Indeed, the very credibility of NATO has been called into question:
Some experts think the West’s image of invincibility and its ability to stand up for its friends may already have been damaged.
“You can’t say, ‘Don’t do something’ and then have no consequences for doing it,” said a former senior national security official in the Obama administration, who described the current international climate as a “horrible environment for miscalculation.”
…
Obama dispatched Vice President Biden this week to calm anxious allies in Eastern Europe, where Polish Prime Minister Donald Tusk said Tuesday that the Ukrainian situation “is a challenge to the whole world. It is not just Poland, but all of Europe must speak in a strong voice.”
Rasmussen — who flew to Washington on Tuesday for a brief overnight visit that included dinner with Secretary of State John F. Kerry, Defense Secretary Chuck Hagel, and Susan Rice, Obama’s national security adviser — said that it was “now quite obvious that [NATO] can’t take stability for granted” in Europe.
Can anyone say why, having done all that, they should even mind linking Iran to the current crisis in Ukraine?
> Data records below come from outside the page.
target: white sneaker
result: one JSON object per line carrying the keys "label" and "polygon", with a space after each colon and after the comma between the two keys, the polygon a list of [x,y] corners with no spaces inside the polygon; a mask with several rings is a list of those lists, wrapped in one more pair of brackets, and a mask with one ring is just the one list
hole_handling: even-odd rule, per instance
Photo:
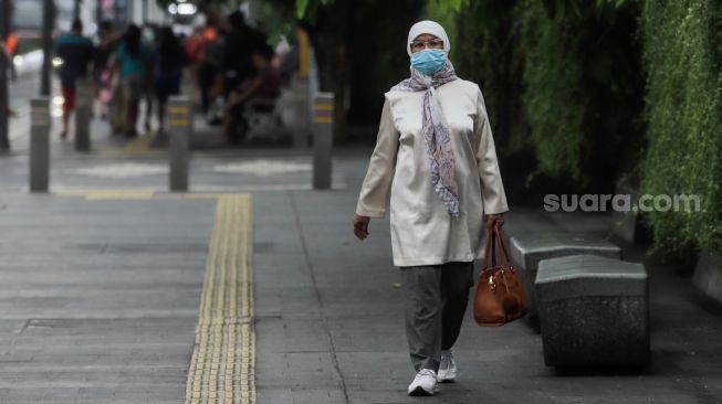
{"label": "white sneaker", "polygon": [[437,391],[437,372],[421,369],[409,384],[409,395],[433,395]]}
{"label": "white sneaker", "polygon": [[453,360],[453,352],[451,350],[441,351],[441,364],[439,364],[437,381],[439,383],[453,383],[456,379],[457,362]]}

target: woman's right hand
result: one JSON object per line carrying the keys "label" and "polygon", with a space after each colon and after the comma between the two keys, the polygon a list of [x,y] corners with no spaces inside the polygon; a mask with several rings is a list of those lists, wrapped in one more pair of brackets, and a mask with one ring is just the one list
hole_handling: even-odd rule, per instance
{"label": "woman's right hand", "polygon": [[362,216],[354,213],[354,234],[358,240],[365,240],[368,237],[368,222],[370,217]]}

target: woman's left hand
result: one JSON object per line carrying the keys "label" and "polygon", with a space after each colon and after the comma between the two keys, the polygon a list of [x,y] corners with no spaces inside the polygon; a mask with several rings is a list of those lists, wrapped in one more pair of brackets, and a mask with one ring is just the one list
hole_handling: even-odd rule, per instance
{"label": "woman's left hand", "polygon": [[488,226],[498,226],[499,228],[501,228],[501,226],[504,225],[504,214],[503,213],[488,214],[486,215],[486,225]]}

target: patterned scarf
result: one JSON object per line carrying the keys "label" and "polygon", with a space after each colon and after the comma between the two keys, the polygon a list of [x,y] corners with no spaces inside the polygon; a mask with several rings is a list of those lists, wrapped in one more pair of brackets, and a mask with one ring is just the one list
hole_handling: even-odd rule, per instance
{"label": "patterned scarf", "polygon": [[433,76],[426,76],[417,72],[416,68],[411,68],[411,77],[391,87],[391,91],[398,92],[426,92],[423,94],[422,128],[426,152],[431,166],[431,184],[447,206],[449,214],[454,219],[459,219],[459,190],[454,178],[456,161],[453,150],[451,150],[449,128],[443,124],[441,104],[436,87],[457,78],[453,65],[447,61]]}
Yet in the midst of this, the administration has the effrontery to claim that they can discount “concerns that Russia might undermine the Iran nuclear talks.”
It’s like they are living on another planet.
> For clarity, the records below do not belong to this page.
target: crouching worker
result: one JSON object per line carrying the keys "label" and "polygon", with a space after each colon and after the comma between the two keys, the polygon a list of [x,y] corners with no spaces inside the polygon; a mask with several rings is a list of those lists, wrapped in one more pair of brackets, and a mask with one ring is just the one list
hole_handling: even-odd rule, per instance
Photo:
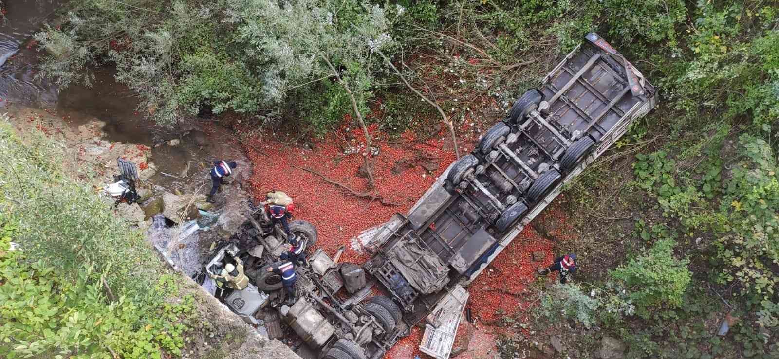
{"label": "crouching worker", "polygon": [[211,192],[208,195],[208,199],[206,202],[210,203],[213,203],[213,195],[217,193],[219,190],[219,186],[223,183],[224,185],[229,185],[230,182],[227,181],[226,177],[230,177],[233,174],[233,169],[237,167],[238,165],[235,162],[230,161],[226,162],[224,160],[215,160],[213,161],[213,167],[211,168]]}
{"label": "crouching worker", "polygon": [[287,290],[287,305],[292,305],[295,300],[295,282],[298,281],[298,274],[294,272],[294,264],[290,260],[289,254],[281,254],[281,262],[268,267],[268,272],[273,272],[281,276],[281,283]]}
{"label": "crouching worker", "polygon": [[294,209],[294,203],[292,198],[281,191],[273,191],[269,192],[266,196],[266,199],[261,202],[263,206],[268,206],[268,212],[270,213],[270,220],[273,225],[281,223],[281,227],[287,234],[287,241],[291,245],[294,236],[290,232],[289,217],[291,213]]}
{"label": "crouching worker", "polygon": [[217,282],[227,283],[228,288],[241,290],[249,285],[249,277],[244,274],[243,261],[238,257],[234,257],[234,259],[235,259],[234,266],[227,263],[219,275],[211,274],[210,276]]}
{"label": "crouching worker", "polygon": [[560,273],[560,283],[565,284],[573,276],[576,271],[576,255],[569,254],[555,259],[555,262],[548,268],[541,268],[536,272],[541,275],[546,275],[552,272]]}
{"label": "crouching worker", "polygon": [[291,242],[288,255],[290,260],[295,266],[298,264],[308,266],[308,260],[305,258],[305,253],[303,252],[305,245],[303,241],[298,241],[297,238],[293,238],[290,241]]}

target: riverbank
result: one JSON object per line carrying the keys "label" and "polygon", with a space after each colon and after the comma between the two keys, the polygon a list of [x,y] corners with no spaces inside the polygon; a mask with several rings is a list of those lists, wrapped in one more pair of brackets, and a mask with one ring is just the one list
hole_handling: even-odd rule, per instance
{"label": "riverbank", "polygon": [[[100,192],[102,185],[109,183],[108,181],[113,179],[113,174],[117,173],[115,160],[117,157],[125,157],[139,164],[146,164],[146,166],[140,166],[145,168],[139,171],[142,181],[145,182],[143,189],[149,192],[146,195],[149,199],[143,201],[145,206],[147,206],[146,202],[153,202],[155,196],[164,195],[166,190],[168,189],[164,185],[171,182],[162,184],[153,182],[152,178],[159,176],[159,171],[155,169],[153,160],[155,156],[158,156],[154,153],[154,149],[140,143],[124,143],[104,139],[106,136],[106,133],[103,131],[105,123],[97,118],[91,118],[84,123],[76,125],[67,123],[68,116],[64,116],[65,118],[62,118],[63,116],[60,116],[61,114],[55,110],[39,110],[14,105],[6,107],[4,111],[8,111],[8,116],[11,118],[9,118],[9,123],[21,136],[23,142],[28,145],[37,144],[40,141],[50,143],[56,150],[62,151],[62,155],[58,157],[55,162],[58,165],[62,166],[64,173],[78,182],[88,183],[95,192]],[[244,169],[245,175],[250,173],[250,168],[246,166]],[[190,177],[189,181],[185,181]],[[241,176],[238,176],[238,179],[241,179]],[[182,181],[177,182],[175,185],[177,188],[171,191],[178,191],[178,188],[185,190],[199,188],[198,183],[203,181],[200,180],[200,176],[193,174],[185,176],[182,178]],[[192,242],[179,243],[174,248],[174,259],[187,258],[182,253],[187,253],[188,251],[199,253],[203,247],[207,248],[210,243],[210,239],[231,233],[234,231],[234,227],[242,222],[238,217],[241,213],[236,205],[226,206],[224,198],[224,196],[239,198],[241,195],[243,198],[248,198],[246,192],[241,188],[240,185],[236,185],[227,188],[222,195],[222,199],[210,210],[223,216],[220,216],[218,222],[214,223],[214,229],[203,231],[212,234],[204,235]],[[113,202],[104,196],[104,201]],[[231,201],[232,203],[240,202]],[[137,208],[124,203],[118,206],[118,209],[114,210],[112,216],[125,217],[127,225],[129,226],[128,231],[145,233],[147,239],[151,240],[153,240],[155,236],[159,237],[160,231],[171,231],[170,228],[163,230],[149,228],[151,220],[146,218],[149,215],[144,213],[143,211],[144,208],[137,204],[135,205]],[[130,208],[132,209],[129,209]],[[219,228],[218,231],[217,227]],[[26,243],[21,244],[23,248],[26,246]],[[116,249],[120,252],[119,250],[123,248]],[[160,258],[151,245],[146,245],[145,249],[139,250],[147,251],[148,255],[153,258]],[[202,259],[195,255],[189,257],[189,259],[192,264],[197,264]],[[146,266],[163,268],[165,266],[164,261],[162,259],[157,260],[159,261],[157,263],[146,263]],[[182,265],[179,266],[179,269],[184,273],[174,273],[169,269],[164,269],[160,270],[163,273],[170,272],[170,274],[165,275],[174,278],[175,286],[178,288],[177,292],[169,293],[172,297],[165,298],[165,301],[180,303],[184,301],[185,298],[192,298],[191,309],[193,311],[191,317],[193,319],[192,322],[196,324],[183,334],[185,346],[182,349],[181,357],[237,357],[266,359],[296,357],[288,347],[277,340],[267,340],[259,336],[253,328],[245,324],[216,298],[203,290],[189,278],[192,273],[188,271],[191,271],[191,268]]]}

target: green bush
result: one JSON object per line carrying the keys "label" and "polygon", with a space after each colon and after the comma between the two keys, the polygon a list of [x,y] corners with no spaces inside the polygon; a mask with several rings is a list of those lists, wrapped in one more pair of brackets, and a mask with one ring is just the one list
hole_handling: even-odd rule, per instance
{"label": "green bush", "polygon": [[[195,319],[137,230],[0,118],[0,357],[179,356]],[[9,250],[9,243],[21,245]]]}
{"label": "green bush", "polygon": [[629,292],[637,312],[647,315],[660,307],[678,308],[692,276],[687,259],[676,259],[674,241],[661,239],[648,252],[610,273]]}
Putin is acting in a very unstable way. Perhaps even in an insane way. Even the Europeans are running scared. And in the middle of this, where is Washington? The Syrians, who just a year ago were fighting for their lives, are confidently spitting in the president’s face. Despite all this, the administration is leaking to the press like it is business as usual. Just another news cycle, just another day at the office.
Today, Samantha Power called the Russians a well-deserved cuss name, and the Russian UN ambassador told her to shut up. The diplomatic niceties are fraying at the edges. But what the incident proves is that this time things might be different:
U.S. ambassador Samantha Power warned Russia that, two days after the Obama administration and other countries imposed sanctions on Russia, the U.S. and its allies “are prepared to take additional steps if Russian aggression or Russian provocations continue.”
She also compared Russia’s takeover of Crimea to theft. “A thief can steal property, but that does not confer the right of ownership on the thief,” she said.
The Russian ambassador shot back: “It is simply unacceptable to listen to these insults addressed to our country.”
He added, “If the delegation of the United States of America expects our cooperation in the security council on other issues, then Power must understand this quite clearly.” By then, Power had left the meeting to her deputy.
Churkin did not elaborate. The United States and Russia are the key players in efforts to establish peace talks in Syria, and also are involved in talks over Iran’s nuclear programme.
Time magazine is channeling the thoughts of the Obama administration. Cornered, in denial, and raving. The thought processes on display can only charitably be described as delusional. We need some sanity now that Putin is acting up, but Captain Queeg has taken the wheel. The Democratic Party leaders had better talk to him and steady him down, or the world ain’t seen nothing yet.
The litmus test of president Obama’s commitment is whether he is willing to reverse the tradeoffs he made to America’s strength in order to pursue his domestic redistributional agenda. The clearest signal he can give is taking every step to boost American and world oil and gas production and by so doing, eventually beggar Putin. To do this, he must take on powerful Democratic Party interest groups.
But if he’s unwilling to take on the Sierra Club, then no one will believe he is willing to take on Putin.